I want prove that, $\lambda$ is an eigenvalue of a unitary operator $U: H \longrightarrow H$ if and only if $\overline{U_{\lambda}(H)} \neq H.$
For direct implication, since $\lambda$ is eigenvalue $U_{\lambda}(H)^{\perp}\neq 0$ and so $\overline{U_{\lambda}(H)}\neq H.$ But for the other implication i don't know how to conclude. could you give me a help please?
Write $\sigma_p(T)$ for the set of eigenvalues of $T$. Since $U$ is a unitary, $$\tag1 \lambda\in\sigma_p(U)\iff\overline\lambda\in\sigma_p(U^*). $$ This is easy: if $Ux=\lambda x$, then $x=U^*Ux=\lambda U^*x$. As $|\lambda|=1$, $U^*x=\overline\lambda x$.
You also need $(1)$ for the first implication (you don't explain how you did it).
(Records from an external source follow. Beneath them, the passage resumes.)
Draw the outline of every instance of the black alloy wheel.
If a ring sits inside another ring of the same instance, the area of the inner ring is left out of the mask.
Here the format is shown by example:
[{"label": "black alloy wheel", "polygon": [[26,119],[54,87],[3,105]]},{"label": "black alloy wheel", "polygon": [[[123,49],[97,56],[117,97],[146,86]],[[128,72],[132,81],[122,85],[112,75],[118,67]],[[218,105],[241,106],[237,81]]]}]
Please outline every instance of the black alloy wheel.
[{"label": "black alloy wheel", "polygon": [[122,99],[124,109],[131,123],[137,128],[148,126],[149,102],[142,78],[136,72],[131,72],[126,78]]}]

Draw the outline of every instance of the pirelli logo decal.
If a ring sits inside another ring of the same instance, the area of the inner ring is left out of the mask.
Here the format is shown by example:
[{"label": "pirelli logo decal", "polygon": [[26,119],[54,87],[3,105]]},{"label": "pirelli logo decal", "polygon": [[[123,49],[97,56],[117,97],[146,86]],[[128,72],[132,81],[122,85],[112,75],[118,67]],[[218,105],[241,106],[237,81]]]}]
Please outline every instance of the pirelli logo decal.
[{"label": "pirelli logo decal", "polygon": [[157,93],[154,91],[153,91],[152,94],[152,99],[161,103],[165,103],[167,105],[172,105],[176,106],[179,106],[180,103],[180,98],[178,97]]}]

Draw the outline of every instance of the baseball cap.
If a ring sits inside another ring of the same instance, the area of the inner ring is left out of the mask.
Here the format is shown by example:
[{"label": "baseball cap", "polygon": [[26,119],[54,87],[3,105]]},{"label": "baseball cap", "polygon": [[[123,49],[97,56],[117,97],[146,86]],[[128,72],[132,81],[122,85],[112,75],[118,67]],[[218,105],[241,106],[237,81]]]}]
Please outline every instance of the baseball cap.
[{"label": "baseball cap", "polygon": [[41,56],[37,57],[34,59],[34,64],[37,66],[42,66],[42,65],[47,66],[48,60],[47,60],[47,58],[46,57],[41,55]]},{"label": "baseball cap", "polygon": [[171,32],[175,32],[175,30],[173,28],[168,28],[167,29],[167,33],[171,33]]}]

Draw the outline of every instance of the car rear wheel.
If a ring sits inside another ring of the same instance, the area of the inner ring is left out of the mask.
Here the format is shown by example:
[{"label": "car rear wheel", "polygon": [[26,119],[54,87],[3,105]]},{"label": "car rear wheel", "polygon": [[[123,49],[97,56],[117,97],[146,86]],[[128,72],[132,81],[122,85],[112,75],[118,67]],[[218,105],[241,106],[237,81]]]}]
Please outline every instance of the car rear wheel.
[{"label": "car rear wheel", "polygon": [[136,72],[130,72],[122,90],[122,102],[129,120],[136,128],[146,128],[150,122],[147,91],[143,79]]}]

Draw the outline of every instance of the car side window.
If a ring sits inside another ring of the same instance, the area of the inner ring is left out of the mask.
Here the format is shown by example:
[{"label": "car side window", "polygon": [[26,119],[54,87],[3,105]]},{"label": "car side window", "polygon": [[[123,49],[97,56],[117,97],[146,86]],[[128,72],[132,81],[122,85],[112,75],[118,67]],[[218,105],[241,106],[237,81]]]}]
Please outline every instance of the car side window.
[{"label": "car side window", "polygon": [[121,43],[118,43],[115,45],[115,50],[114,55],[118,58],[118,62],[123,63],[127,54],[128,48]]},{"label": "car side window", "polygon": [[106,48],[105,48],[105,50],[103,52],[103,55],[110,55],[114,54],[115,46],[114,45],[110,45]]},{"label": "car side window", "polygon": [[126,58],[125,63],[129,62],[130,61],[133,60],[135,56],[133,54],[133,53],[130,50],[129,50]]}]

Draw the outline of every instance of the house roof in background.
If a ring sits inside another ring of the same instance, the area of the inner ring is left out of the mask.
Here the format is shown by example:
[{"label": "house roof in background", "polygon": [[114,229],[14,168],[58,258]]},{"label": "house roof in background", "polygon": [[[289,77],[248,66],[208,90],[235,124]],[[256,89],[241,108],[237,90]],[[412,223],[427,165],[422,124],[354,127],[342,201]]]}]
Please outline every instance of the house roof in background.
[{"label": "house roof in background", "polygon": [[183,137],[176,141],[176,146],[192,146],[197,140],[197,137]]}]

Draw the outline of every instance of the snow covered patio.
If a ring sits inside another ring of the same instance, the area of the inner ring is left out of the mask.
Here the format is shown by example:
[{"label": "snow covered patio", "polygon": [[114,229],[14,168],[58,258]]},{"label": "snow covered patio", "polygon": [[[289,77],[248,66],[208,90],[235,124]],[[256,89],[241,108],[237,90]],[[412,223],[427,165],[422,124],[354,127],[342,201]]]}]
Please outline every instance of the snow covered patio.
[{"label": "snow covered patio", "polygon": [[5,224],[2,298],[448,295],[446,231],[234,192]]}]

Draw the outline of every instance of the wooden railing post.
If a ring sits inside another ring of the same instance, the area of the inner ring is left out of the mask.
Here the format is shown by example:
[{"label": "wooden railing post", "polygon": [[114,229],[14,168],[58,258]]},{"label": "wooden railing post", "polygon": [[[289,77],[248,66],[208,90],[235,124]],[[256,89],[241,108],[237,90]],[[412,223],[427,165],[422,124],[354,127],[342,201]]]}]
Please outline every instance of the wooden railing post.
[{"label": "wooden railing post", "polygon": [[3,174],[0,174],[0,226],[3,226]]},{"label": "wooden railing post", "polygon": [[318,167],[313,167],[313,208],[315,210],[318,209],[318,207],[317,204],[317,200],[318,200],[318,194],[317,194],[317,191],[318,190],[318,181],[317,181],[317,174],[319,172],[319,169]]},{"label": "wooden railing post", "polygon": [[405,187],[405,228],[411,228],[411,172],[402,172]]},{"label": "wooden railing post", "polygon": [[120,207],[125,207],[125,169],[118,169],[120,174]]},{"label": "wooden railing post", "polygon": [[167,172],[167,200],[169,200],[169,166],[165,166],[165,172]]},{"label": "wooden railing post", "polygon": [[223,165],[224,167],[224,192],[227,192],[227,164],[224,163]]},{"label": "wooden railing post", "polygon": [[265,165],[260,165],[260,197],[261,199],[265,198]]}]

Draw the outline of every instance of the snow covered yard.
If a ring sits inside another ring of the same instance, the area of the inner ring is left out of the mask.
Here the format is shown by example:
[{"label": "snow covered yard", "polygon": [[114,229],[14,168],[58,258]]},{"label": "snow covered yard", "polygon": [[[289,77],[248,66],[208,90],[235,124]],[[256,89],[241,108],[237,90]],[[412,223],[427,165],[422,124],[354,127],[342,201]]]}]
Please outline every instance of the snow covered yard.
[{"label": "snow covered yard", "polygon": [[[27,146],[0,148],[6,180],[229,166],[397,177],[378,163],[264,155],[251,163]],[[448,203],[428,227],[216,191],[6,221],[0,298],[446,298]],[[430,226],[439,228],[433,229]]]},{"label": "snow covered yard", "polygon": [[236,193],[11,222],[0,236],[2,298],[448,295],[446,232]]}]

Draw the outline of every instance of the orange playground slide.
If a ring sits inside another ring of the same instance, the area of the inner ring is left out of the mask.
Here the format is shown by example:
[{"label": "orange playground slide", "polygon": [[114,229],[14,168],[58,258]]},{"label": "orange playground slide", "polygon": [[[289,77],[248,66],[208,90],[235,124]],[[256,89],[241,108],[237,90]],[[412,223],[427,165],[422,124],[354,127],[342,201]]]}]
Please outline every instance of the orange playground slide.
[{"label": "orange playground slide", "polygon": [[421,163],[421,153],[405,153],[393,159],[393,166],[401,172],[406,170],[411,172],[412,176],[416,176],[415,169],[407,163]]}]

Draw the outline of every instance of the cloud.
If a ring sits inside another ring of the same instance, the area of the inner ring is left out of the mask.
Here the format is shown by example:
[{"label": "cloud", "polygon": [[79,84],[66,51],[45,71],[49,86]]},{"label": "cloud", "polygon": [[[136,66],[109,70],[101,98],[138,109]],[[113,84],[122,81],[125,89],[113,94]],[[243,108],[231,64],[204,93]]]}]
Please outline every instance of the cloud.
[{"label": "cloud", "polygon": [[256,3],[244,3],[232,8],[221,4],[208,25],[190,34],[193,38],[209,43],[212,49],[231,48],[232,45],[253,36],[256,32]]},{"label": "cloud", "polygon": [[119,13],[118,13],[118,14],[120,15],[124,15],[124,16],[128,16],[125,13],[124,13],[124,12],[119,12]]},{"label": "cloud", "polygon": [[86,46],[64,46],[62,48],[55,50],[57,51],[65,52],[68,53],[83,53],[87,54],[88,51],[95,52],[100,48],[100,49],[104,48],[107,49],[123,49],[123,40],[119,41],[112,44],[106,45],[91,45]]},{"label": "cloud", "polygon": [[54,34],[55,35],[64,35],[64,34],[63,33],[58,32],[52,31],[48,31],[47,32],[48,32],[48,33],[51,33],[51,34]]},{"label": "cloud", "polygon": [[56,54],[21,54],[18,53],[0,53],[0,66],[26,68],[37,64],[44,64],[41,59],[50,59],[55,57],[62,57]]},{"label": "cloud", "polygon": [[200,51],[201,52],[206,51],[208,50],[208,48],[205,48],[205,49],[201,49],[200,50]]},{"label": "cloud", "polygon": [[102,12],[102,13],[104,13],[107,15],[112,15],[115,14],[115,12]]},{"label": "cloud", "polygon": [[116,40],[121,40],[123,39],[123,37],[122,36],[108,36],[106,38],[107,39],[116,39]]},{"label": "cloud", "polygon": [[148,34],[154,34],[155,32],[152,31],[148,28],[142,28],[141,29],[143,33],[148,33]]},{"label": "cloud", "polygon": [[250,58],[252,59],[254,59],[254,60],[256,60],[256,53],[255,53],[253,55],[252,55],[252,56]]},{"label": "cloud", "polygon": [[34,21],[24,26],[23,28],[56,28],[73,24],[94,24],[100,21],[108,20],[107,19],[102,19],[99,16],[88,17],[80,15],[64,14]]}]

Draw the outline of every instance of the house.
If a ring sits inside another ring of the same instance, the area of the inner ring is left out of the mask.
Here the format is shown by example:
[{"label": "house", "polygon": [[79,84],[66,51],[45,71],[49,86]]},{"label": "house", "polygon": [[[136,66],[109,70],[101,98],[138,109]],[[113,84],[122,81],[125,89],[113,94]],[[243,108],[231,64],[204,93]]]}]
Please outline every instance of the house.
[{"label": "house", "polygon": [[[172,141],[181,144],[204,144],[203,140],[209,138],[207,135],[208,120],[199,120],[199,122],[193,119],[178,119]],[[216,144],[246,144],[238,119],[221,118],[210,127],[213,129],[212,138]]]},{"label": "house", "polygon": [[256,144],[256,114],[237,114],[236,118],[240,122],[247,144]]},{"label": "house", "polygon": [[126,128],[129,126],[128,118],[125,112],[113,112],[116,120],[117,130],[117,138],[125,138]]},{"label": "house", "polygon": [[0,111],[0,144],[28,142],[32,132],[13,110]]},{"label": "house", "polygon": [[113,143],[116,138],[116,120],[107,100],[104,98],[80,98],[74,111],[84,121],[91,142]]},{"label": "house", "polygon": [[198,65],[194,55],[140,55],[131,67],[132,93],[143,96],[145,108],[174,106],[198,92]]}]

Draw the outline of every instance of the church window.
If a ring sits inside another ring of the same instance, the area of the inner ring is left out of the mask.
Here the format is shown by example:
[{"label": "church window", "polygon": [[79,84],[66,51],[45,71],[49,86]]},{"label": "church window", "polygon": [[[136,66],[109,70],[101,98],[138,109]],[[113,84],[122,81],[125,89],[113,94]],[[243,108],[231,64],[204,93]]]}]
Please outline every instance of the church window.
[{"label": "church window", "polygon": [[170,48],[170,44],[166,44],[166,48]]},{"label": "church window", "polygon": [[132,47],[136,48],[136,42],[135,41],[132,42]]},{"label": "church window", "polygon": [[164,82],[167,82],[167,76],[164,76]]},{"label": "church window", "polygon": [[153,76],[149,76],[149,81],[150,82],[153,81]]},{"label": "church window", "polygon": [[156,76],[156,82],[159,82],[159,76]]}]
If $\lambda\in\sigma_p(U)$, then $\overline\lambda\in\sigma_p(U^*)$. So $\ker U_\lambda^*\ne\{0\}$. Then $\overline{U_\lambda H}=(\ker U^*)^\perp\ne H$.
Conversely, if $\overline{U_\lambda H}\ne H$, then $\ker U_\lambda^*=(U_\lambda H)^\perp\ne\{0\}$. So $\overline\lambda\in\sigma_p(U^*)$, and then by $(1)$ we have $\lambda\in\sigma_p(U)$.